You may have never heard of the mortgage recast. That’s because most people refinance; it’s all they know. The recast, however, may save you more interest in the long run and cost you less in closing costs. It’s not the right choice for everyone though, as it requires a lump sum of cash to make it work.
When you recast your mortgage, you significantly pay down the principal balance. You can do this with one lump sum or over a longer period of time with extra payments. Once you have the principal paid down quite a bit, you can ask your mortgage lender to ‘recast’ your loan. Another way to think about it is to ‘re-amortize’ your loan. In other words, the lender will take the new balance and determine appropriate payments given the interest rate you already had as well as the remaining term on the loan.
The benefit of this option is the lower amount of interest you’ll pay. Because your new loan balance is lower than the original principal balance, the interest you pay each month will be lower as will the total interest paid. Because the payment is lower, you will also save money each month/year.
What is a Mortgage Refinance?
You probably know what a mortgage refinance is, but we’ll cover the basics here. When you refinance you take out a completely different loan. It doesn’t even have to be with the same lender. You are free to get the loan from any lender that will approve you.
When you refinance you pay off the original loan and take out a new loan. This new loan will have its own interest rate and term. You may start your term all over again or opt for a shorter term to keep yourself on track in your quest to become mortgage free.

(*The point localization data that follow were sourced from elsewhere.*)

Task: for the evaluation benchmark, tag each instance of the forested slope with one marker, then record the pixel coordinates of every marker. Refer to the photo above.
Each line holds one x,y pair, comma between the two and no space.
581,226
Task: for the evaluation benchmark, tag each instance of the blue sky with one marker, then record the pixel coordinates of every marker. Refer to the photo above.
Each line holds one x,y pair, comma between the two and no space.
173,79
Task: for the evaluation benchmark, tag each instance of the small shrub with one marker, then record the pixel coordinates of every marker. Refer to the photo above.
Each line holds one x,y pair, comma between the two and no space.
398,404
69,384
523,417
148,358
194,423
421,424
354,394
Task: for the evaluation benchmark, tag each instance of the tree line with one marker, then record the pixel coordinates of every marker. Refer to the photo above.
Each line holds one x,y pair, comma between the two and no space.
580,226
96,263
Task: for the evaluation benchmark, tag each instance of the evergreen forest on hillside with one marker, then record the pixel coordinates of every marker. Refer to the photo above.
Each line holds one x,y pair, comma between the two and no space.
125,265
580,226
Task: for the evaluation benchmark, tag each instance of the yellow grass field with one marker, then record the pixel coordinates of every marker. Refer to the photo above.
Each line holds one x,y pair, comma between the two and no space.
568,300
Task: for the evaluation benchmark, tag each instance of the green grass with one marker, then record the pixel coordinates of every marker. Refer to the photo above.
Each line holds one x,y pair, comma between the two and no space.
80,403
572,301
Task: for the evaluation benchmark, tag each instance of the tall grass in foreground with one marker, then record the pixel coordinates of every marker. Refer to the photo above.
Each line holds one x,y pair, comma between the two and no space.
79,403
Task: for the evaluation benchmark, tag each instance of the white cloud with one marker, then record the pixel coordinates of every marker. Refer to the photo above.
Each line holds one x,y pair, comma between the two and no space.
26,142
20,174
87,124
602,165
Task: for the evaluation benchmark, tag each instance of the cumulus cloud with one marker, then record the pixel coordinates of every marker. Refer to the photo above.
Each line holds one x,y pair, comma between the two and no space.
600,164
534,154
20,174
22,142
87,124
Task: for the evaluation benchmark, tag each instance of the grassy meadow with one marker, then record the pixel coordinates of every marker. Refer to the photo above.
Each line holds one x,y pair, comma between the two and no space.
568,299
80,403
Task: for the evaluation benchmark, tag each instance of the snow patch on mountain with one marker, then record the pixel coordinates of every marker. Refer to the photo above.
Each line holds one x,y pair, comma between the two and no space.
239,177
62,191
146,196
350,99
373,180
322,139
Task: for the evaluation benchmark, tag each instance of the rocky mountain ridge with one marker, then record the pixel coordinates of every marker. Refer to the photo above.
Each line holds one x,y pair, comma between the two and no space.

If you refinance to save money, hopefully, you secure a lower interest rate and better term. Keep in mind, if you go from a 30-year term to a lower term, say 15-year term, your payments may be higher. This is because you’ll pay a greater amount of principal each month. Look closely at the amount of interest you pay per month to see if it’s truly a savings. The interest is where the loan usually ends up costing you more.
What Should you Choose?
Deciding whether a mortgage recast or refinance is a better option is a personal decision. Consider the following factors:
- Do you have the money to significantly pay down your loan balance? Each lender has a different requirement regarding how much you must pay down before you can request a mortgage recast. Keep in mind, you can make a lump sum payment or make extra payments along the way to bring the balance down.
- Do you have the money to pay closing costs if you refinance? A recast costs very little; the lender may charge a small fee to do it, but nothing compared to taking out a new loan. Closing costs on a refinance could cost you as much as 5% of the loan amount.
- Do you want to start your term over again? If you refinance, you will take on a new term, starting from square one. If you refinance into a shorter term, you don’t have to worry about starting from scratch, though. If you recast the mortgage, you also don’t reset the term; you just change your payment.
Answering these questions will help you decide which option works best for you. Ideally, if your goal is to decrease the amount of interest you pay, a mortgage recast would work best. If you don’t have the funds to pay the balance down enough, though, refinancing can work. You just have to find the program that will lower your interest enough that makes paying the closing costs and staring a new term worth it.